Buffer app hacked - linuskendall
https://twitter.com/buffer/status/394170769254932480
Buffer&#x27;s Facebook tokens have been used to post spam to Buffer users&#x27; Facebook walls.
======
svag
This is the email I received:

Hi there,

I wanted to get in touch to apologize for the awful experience we've caused
many of you on your weekend. Buffer was hacked around 1 hour ago, and many of
you may have experienced spam posts sent from you via Buffer. I can only
understand how angry and disappointed you must be right now.

Not everyone who has signed up for Buffer has been affected, but you may want
to check on your accounts. We're working hard to fix this problem right now
and we're expecting to have everything back to normal shortly.

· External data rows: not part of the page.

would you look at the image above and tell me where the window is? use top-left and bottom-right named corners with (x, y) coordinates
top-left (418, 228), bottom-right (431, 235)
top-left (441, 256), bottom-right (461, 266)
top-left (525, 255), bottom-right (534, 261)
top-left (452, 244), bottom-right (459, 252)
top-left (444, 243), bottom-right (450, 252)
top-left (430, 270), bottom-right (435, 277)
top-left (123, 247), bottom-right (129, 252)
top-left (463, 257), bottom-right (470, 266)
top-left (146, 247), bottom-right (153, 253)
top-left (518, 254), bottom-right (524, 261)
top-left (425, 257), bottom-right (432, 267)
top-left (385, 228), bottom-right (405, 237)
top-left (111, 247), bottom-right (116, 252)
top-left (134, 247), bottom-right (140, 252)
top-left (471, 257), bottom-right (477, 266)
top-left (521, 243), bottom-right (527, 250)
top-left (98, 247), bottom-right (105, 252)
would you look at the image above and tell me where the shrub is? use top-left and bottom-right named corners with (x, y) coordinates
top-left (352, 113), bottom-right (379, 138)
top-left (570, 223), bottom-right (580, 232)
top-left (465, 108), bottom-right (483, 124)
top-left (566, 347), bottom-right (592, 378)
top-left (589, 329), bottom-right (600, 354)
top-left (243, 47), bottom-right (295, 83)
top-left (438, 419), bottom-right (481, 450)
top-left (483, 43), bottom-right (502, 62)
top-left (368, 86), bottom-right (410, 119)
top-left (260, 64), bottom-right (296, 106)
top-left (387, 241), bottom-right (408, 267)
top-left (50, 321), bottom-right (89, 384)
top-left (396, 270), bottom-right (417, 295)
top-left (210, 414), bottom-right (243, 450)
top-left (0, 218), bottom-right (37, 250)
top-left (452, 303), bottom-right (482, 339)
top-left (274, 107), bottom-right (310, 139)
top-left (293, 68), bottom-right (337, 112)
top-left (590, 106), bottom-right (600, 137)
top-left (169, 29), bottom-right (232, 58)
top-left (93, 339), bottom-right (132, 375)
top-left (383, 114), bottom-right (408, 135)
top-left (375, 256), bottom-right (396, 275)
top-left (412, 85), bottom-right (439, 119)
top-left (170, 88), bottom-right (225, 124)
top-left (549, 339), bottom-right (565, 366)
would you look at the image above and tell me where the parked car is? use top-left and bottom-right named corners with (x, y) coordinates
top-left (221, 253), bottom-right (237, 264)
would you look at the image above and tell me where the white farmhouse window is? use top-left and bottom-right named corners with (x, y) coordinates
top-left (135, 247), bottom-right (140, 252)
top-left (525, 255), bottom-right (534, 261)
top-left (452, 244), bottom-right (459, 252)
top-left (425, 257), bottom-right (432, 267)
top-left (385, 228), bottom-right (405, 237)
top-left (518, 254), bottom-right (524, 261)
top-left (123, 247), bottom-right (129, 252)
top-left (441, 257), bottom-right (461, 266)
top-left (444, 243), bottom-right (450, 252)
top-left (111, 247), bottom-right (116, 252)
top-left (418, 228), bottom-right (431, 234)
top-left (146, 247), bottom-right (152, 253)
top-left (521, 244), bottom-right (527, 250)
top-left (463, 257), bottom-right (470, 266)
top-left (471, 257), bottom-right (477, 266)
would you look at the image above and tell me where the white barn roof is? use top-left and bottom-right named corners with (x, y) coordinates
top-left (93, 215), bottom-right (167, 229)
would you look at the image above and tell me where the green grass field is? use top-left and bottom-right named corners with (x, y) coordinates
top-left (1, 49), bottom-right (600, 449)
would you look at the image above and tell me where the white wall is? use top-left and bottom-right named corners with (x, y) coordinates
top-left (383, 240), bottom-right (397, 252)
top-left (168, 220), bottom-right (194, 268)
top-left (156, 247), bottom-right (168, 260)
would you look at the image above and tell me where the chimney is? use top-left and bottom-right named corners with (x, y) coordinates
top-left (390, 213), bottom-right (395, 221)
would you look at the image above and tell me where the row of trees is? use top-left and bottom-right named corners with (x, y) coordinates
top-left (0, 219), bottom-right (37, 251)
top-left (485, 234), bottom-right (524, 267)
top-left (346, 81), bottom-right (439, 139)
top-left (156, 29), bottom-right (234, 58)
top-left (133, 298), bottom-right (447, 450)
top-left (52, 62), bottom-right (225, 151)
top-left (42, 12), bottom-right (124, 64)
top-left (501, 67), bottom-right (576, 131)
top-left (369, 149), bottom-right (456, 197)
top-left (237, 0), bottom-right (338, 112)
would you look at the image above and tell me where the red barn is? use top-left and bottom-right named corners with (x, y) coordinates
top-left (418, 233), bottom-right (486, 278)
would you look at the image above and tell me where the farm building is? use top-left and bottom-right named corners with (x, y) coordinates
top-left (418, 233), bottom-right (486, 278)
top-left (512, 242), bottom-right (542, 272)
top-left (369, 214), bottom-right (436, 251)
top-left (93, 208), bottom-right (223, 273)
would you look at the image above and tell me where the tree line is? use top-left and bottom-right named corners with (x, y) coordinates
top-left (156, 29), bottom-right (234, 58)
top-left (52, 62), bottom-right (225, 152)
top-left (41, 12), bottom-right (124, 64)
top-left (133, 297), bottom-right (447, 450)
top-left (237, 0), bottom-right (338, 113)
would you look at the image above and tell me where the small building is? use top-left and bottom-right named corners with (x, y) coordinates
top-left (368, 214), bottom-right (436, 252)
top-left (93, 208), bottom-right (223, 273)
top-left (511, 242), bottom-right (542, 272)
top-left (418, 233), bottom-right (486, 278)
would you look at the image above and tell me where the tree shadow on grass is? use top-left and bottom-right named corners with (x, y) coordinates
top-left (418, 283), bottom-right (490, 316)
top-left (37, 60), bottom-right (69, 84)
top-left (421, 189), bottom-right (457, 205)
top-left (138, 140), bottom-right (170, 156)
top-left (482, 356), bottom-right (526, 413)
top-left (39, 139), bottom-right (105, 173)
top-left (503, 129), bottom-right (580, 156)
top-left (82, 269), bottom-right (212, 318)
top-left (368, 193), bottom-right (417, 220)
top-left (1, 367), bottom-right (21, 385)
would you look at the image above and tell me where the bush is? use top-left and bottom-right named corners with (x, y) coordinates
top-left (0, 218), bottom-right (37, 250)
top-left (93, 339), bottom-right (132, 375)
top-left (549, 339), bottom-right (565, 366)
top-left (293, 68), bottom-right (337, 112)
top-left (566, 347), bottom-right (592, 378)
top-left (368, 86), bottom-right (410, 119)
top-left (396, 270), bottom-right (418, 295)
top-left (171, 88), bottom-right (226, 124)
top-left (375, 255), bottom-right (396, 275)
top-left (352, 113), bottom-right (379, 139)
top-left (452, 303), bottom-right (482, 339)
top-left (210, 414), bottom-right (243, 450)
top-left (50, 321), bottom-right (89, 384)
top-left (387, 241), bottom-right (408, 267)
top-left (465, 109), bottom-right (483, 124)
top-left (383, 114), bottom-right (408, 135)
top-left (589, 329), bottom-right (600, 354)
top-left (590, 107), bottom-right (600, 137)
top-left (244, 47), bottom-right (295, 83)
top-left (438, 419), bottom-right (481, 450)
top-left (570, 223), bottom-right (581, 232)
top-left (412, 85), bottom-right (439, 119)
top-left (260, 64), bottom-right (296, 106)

We're posting continual updates on the Buffer Facebook page and the Buffer
Twitter page to keep you in the loop on everything.

The best steps for you to take right now and important information for you:

    
    
        * Remove any postings from your Facebook page or Twitter page that look like spam
        * Keep an eye on Buffer's Twitter page and Facebook page
        * Your Buffer passwords are not affected
        * No billing or payment information was affected or exposed
        * All Facebook posts sent via Buffer have been temporarily hidden and will reappear once we've resolved this situation
    

I am incredibly sorry this has happened and affected you and your company.
We're working around the clock right now to get this resolved and we'll
continue to post updates on Facebook and Twitter.

If you have any questions at all, please respond to this email.
Understandably, a lot of people have emailed us, so we might take a short
while to get back to everyone, but we will respond to every single email.

\- Joel and the Buffer team

------
dmor
According to their Twitter feed they have halted all outbound messages. If you
go reset your password on Buffer realize the site might be compromised and use
something unique from all your other passwords.

------
emhart
Really like the folks at Buffer, hope they're able to resolve the immediate,
solve for the future and that neither they nor those who's feeds were
compromised suffer too much as a result.

------
OoTheNigerian
The email I got had the following core info:

All updates have been paused.

Passwords and payment information have NOT been compromised.

\--

It would be sorted out in a bit.

------
sheikhimran01
they are in big trouble! they should solve this stuff

------
ericthegoodking
thats not good! people are getting weight loss stuff!!